According to your description, it may be that one of your devices cannot be used on this port, try to change to a new one. It is also possible that a connection somewhere has gone wrong, such as: wires, check it carefully. I hope those tips can help you.


It simply says that the device needs more power

  • Many old USB 2.0 HDDs requires more than 500mA that the USB port can provide, therefore they have a Y-shaped cable. You need to plug both the A connectors in order for them to acquire enough power
  • USB 3.0 provides more power, so devices that need more than 500mA (but still within USB 3.0 limit) will happily run. But when you plug them to a USB 2.0 port they'll quickly overdraw the port's capacity. You must plug to the correct port

A solution to that is a self-powered usb hub which takes its power from an external power supply unit and can therefore provide full power (up to 500 mA) to every port.

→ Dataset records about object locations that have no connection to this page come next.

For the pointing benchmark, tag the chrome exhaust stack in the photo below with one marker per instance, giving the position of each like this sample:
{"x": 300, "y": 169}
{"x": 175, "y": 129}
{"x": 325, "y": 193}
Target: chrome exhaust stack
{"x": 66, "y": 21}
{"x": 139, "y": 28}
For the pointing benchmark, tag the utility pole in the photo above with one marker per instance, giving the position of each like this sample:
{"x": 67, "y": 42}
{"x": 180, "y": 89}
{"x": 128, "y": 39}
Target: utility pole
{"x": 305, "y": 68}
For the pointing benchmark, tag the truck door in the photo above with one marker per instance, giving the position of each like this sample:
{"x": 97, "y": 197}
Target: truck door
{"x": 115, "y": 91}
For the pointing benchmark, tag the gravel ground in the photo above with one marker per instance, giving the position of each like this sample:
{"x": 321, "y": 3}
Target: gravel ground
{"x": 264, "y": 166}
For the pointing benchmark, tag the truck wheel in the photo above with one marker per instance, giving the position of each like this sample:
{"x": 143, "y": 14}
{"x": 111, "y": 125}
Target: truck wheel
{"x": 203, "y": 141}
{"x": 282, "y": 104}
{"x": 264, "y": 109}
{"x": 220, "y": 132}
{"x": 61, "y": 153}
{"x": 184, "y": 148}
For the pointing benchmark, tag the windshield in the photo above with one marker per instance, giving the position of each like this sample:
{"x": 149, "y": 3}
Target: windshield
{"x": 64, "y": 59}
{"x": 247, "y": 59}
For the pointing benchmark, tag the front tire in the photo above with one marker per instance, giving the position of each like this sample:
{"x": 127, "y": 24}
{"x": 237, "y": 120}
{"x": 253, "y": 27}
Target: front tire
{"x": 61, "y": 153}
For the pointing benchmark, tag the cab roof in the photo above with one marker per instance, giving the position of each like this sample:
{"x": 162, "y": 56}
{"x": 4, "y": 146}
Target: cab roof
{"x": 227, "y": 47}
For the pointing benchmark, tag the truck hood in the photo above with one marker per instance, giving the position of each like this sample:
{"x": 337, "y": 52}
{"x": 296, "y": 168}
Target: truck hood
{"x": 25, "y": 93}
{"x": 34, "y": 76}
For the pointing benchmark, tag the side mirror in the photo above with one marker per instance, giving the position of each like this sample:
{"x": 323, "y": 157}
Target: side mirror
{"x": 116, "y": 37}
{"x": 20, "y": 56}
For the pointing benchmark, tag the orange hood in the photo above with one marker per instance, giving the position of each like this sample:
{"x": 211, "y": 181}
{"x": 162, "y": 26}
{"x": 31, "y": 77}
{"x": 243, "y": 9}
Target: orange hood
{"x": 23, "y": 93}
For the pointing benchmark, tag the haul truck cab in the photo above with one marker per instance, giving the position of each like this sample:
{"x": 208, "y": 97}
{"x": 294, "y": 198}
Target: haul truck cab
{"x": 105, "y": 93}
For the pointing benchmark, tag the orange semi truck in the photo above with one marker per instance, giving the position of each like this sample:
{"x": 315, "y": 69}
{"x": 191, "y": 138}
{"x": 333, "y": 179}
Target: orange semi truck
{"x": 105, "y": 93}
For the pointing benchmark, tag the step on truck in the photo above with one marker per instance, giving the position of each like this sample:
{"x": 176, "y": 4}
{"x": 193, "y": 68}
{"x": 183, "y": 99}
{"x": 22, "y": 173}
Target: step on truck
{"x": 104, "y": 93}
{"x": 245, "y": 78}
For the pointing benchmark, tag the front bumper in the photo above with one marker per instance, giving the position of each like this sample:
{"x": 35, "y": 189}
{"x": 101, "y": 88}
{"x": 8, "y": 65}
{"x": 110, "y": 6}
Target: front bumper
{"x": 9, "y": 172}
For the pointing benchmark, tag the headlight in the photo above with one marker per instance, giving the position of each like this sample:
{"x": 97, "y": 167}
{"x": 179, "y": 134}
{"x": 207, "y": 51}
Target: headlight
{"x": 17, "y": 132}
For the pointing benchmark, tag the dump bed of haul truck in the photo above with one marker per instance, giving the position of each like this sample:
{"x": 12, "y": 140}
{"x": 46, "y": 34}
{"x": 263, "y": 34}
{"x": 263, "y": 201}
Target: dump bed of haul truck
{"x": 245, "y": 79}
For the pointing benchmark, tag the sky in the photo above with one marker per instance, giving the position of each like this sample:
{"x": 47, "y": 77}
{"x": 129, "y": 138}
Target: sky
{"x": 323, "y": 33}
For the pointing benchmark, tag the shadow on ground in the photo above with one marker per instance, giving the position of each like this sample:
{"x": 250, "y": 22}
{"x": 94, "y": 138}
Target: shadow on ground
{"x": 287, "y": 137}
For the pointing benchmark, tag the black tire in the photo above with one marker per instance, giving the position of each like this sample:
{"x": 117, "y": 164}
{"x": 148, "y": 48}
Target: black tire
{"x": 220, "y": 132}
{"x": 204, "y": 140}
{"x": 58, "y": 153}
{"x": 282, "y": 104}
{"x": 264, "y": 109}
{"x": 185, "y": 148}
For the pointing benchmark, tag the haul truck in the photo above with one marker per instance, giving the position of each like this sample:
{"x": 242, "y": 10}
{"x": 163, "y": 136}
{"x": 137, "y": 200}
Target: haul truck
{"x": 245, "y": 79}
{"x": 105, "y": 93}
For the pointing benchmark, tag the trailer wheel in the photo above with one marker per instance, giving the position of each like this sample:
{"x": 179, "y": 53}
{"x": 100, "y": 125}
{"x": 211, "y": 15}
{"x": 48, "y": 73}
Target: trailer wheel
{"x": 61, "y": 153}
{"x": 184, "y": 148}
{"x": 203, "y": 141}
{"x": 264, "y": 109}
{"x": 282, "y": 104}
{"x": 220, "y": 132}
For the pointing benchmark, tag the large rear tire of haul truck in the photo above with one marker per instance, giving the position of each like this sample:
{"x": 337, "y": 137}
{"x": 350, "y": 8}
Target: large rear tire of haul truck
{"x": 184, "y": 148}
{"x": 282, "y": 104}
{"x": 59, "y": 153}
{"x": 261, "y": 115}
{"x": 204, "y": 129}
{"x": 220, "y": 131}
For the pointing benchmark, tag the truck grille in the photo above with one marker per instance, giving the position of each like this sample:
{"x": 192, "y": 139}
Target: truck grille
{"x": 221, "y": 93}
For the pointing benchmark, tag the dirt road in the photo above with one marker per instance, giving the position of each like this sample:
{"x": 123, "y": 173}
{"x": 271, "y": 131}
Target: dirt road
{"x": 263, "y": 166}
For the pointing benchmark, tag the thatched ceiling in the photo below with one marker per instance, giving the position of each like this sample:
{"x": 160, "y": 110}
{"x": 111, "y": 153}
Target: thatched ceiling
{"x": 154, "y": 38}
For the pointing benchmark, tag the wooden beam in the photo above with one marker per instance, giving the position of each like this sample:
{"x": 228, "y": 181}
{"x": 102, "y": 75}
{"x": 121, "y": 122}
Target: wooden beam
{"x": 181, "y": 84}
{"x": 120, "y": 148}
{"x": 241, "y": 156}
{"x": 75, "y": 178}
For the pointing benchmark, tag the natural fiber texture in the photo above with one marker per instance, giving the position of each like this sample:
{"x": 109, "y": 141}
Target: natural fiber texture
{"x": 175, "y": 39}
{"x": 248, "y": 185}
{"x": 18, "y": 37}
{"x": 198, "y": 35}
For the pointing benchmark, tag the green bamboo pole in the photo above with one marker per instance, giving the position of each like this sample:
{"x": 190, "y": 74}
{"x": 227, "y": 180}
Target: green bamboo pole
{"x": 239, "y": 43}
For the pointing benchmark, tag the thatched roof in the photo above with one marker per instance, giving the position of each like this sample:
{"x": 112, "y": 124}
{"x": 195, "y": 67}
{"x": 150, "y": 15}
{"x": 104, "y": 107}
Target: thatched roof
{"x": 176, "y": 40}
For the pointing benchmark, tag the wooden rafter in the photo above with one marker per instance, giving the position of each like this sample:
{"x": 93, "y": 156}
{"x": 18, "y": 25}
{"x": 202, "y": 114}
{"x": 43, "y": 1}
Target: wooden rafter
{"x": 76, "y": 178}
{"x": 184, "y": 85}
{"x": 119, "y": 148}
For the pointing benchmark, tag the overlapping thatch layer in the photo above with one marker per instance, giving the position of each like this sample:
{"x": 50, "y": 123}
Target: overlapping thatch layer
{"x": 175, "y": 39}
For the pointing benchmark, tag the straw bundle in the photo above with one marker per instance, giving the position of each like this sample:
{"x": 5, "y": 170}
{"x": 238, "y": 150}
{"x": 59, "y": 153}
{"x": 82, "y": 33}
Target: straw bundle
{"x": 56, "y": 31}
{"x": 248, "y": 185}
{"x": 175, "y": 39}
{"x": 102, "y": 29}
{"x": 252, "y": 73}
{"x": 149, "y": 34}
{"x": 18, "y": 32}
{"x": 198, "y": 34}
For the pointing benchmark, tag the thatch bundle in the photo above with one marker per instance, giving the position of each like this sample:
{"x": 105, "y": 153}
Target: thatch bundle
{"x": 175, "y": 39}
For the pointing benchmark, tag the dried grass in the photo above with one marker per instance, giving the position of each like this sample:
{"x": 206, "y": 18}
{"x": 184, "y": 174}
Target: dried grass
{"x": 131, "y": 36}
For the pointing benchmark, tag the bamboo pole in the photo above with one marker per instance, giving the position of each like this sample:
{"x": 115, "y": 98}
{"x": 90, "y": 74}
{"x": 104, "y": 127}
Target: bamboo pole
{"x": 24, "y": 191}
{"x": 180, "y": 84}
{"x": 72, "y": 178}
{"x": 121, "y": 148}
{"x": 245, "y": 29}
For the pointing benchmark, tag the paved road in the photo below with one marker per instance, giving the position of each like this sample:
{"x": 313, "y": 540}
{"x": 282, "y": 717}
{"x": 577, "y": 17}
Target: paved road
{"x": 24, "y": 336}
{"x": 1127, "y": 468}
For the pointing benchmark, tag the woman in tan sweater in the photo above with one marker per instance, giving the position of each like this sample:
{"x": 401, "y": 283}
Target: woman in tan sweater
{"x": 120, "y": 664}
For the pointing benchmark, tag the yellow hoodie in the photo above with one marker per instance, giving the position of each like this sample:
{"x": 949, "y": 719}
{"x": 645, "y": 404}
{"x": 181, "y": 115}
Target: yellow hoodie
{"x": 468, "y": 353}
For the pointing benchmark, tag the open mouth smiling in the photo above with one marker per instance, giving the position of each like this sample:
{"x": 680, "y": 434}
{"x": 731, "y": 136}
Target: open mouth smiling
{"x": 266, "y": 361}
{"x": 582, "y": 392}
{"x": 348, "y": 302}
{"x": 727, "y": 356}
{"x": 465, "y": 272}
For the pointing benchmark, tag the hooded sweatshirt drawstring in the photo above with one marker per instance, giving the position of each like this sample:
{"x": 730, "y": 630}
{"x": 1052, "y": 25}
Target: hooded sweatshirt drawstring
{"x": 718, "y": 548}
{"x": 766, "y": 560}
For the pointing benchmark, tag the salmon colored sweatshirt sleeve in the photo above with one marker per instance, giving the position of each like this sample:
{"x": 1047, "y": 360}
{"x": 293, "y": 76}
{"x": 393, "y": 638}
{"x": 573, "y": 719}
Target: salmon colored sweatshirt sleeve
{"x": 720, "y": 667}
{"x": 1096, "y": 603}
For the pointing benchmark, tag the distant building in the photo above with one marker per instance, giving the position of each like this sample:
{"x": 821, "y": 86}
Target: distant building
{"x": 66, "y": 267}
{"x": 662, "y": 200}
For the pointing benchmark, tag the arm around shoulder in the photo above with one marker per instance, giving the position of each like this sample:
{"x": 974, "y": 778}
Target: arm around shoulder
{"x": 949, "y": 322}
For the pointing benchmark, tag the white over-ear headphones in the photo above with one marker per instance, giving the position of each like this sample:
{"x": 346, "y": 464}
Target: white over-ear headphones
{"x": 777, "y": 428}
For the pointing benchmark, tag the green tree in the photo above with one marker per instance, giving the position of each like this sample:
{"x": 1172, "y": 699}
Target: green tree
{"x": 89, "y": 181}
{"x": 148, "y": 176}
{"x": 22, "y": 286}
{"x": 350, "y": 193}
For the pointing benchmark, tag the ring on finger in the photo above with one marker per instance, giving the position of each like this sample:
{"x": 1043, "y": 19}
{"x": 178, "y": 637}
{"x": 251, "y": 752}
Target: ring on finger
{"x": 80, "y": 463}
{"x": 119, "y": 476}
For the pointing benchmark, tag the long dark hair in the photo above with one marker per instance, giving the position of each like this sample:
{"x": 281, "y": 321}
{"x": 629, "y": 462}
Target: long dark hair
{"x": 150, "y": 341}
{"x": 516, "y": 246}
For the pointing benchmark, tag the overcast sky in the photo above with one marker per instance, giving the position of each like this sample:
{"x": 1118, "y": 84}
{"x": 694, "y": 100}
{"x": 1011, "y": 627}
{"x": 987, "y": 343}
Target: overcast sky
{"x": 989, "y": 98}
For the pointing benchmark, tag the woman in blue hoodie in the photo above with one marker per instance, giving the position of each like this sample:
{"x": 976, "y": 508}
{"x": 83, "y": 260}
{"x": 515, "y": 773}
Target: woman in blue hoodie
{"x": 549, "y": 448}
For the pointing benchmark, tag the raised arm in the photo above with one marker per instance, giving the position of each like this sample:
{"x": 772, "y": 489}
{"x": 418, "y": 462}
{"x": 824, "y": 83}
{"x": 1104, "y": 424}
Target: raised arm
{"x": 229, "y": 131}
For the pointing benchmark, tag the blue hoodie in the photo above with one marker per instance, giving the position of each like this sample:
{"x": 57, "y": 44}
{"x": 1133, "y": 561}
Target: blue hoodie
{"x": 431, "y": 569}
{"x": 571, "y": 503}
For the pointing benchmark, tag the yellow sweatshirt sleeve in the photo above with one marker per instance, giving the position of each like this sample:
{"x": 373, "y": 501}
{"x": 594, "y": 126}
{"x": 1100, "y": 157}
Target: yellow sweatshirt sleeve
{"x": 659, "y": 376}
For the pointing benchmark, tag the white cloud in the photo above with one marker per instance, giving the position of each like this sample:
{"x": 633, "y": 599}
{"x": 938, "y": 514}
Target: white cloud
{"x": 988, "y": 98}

Depending on the number of usb devices you have to plug there's up to 16 ports and maybe even more...(from what i've seen in Google images)


If there are no USB devices plugged in and you're still getting that message, something might be short-circuiting one of your USB ports. Carefully check all the ports.

A possible cause might be one of the metal anti-RFI "fingers" in the I/O shield plate accidentally getting inside an USB port when installing the motherboard. Normally these "fingers" should only contact the metal shells of the connectors on the motherboard: they should never go inside the actual connector.